We describe the soils, stratigraphy, distribution and ages of alluvial fans in the North Carolina Piedmont to understand factors contributing to their formation in this low relief, humid-temperate setting. We find that those contributing factors (i.e., contributing source basin area and rock type; and climate) parallel, but do not precisely mimic those of arid and semi-arid climate fans. Digital elevation model (DEM) and field observations revealed that about 25% of 209 mapped basin outlets contain alluvial fans. Fans are all < 0.01 km2 in area, with a contributing basin area threshold of ~0.1km2 above which fans are not commonly observed.
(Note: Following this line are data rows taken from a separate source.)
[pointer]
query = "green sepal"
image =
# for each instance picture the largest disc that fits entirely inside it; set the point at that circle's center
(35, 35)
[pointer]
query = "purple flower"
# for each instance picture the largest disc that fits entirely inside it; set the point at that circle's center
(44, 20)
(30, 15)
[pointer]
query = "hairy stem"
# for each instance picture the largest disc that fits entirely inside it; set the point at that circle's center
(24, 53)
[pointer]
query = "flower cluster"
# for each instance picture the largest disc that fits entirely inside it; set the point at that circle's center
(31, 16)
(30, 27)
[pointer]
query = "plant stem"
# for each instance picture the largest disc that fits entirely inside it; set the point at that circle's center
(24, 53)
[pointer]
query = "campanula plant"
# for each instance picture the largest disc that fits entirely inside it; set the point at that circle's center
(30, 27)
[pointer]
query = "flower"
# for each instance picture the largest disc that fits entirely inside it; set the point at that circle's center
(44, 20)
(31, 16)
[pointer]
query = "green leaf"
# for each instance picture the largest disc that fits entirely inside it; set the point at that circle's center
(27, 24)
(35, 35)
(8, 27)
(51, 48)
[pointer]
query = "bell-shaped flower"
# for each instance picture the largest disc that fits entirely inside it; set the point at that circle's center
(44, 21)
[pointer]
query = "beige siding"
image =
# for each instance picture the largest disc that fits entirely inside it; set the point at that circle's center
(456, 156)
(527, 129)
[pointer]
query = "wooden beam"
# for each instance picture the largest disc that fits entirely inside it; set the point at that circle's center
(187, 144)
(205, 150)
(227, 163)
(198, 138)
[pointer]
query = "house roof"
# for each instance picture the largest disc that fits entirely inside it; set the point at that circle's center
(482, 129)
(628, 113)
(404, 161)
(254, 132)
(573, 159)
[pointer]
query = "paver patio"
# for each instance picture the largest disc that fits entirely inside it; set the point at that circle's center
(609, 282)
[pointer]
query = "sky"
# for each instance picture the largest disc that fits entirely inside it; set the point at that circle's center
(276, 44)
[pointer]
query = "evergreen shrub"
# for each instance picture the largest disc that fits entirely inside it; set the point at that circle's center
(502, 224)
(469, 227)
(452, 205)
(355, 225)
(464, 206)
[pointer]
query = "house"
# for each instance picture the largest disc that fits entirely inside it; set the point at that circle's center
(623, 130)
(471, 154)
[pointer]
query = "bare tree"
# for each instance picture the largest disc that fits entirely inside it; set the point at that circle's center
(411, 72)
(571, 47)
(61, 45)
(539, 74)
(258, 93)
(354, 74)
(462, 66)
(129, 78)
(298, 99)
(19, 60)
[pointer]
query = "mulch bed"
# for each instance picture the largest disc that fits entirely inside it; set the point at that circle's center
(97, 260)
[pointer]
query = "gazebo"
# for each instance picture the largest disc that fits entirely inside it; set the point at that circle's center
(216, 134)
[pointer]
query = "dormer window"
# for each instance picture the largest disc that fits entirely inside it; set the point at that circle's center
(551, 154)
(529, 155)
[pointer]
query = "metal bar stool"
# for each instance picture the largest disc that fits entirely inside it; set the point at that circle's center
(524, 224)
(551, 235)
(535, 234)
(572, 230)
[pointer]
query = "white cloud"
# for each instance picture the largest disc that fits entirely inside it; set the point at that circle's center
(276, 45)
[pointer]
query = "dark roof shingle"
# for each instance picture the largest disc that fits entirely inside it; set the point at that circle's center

Fans issuing from basins underlain by more easily weatherable and erodible argillites are generally larger than those that contain more resistant rhyolites. Radiocarbon dates of fan sediments are dominantly late Holocene (13 ages < 3000 ka; two ages between 7000–10,000 ka), with notably no late-Pleistocene aged fans. We thus infer that fan aggradation is predicated on watershed characteristics – and climates – that favor high sediment supply to discharge ratios. Detailed soil and sediment descriptions from pits located on 15 fans reveal that approximately half exhibit cumulic over-thickened soil profiles forming dominantly in sheetflood deposits, providing evidence of ongoing, relatively slow deposition. Low iron ratios measured from those fan soils suggests recycling of more developed soils from basin hillslopes. Occasional matrix-supported debris flow deposits in some fans provide evidence of much less common, rapid (0.5–1 m) fan accumulation. While acknowledging a paucity of detailed climate records in the Piedmont precludes identifying precise mechanistic relationships, our mapping, soils and sedimentologic data suggest that climates favoring modest hillslope erosion without extreme runoff lead to periods of fan aggradation in this transport-limited landscape. Overall, this work documents significant rock-type modulated, climate-driven Holocene landscape evolution in the south-eastern US Piedmont predating legacy sediment erosion and deposition that has gone largely underappreciated.